Crystal structure of fosfomycin resistance kinase FomA from Streptomyces wedmorensis

The fosfomycin resistance protein FomA inactivates fosfomycin by phosphorylation of the phosphonate group of the antibiotic in the presence of ATP and Mg(II). We report the crystal structure of FomA from the fosfomycin biosynthetic gene cluster of Streptomyces wedmorensis in complex with diphosphate and in ternary complex with the nonhydrolyzable ATP analog adenosine 5'-(beta,gamma-imido)-triphosphate (AMPPNP), Mg(II), and fosfomycin, at 1.53 and 2.2 angstrom resolution, respectively. The polypeptide exhibits an open alpha beta alpha sandwich fold characteristic for the amino acid kinase family of enzymes.

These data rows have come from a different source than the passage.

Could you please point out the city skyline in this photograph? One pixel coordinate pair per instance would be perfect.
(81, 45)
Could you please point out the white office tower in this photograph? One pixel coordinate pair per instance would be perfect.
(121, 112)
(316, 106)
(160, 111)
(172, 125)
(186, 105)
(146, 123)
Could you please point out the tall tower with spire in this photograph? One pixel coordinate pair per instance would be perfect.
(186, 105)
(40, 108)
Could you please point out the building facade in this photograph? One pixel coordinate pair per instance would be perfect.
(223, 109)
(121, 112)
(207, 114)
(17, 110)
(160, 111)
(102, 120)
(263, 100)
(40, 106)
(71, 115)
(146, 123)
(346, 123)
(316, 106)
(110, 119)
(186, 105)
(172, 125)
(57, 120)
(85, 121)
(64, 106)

The diphosphate complex shows significant disorder in loops surrounding the active site. As a result, the nucleotide-binding site is wide open. Binding of the substrates is followed by the partial closure of the active site and ordering of the alpha 2-helix. Structural comparison with N-acetyl-L-glutamate kinase shows several similarities in the site of phosphoryl transfer: 1) preservation of architecture of the catalytical amino acids of N-acetyl-L-glutamate kinase(Lys(9), Lys(216), and Asp(150) in FomA); 2) good super-position of the phosphate acceptor groups of the substrates, and 3) good super-position of the diphosphate molecule with the beta-and gamma-phosphates of AMPPNP, suggesting that the reaction could proceed by an associative in-line mechanism. However, differences in conformations of the triphosphate moiety of AMPPNP molecules, the long distance (5.1 angstrom) between the phosphate acceptor and donor groups in FomA, and involvement of Lys(18) instead of Lys(9) in binding with the gamma-phosphate may indicate a different reaction mechanism. The present work identifies the active site residues of FomA responsible for substrate binding and specificity and proposes their roles in catalysis.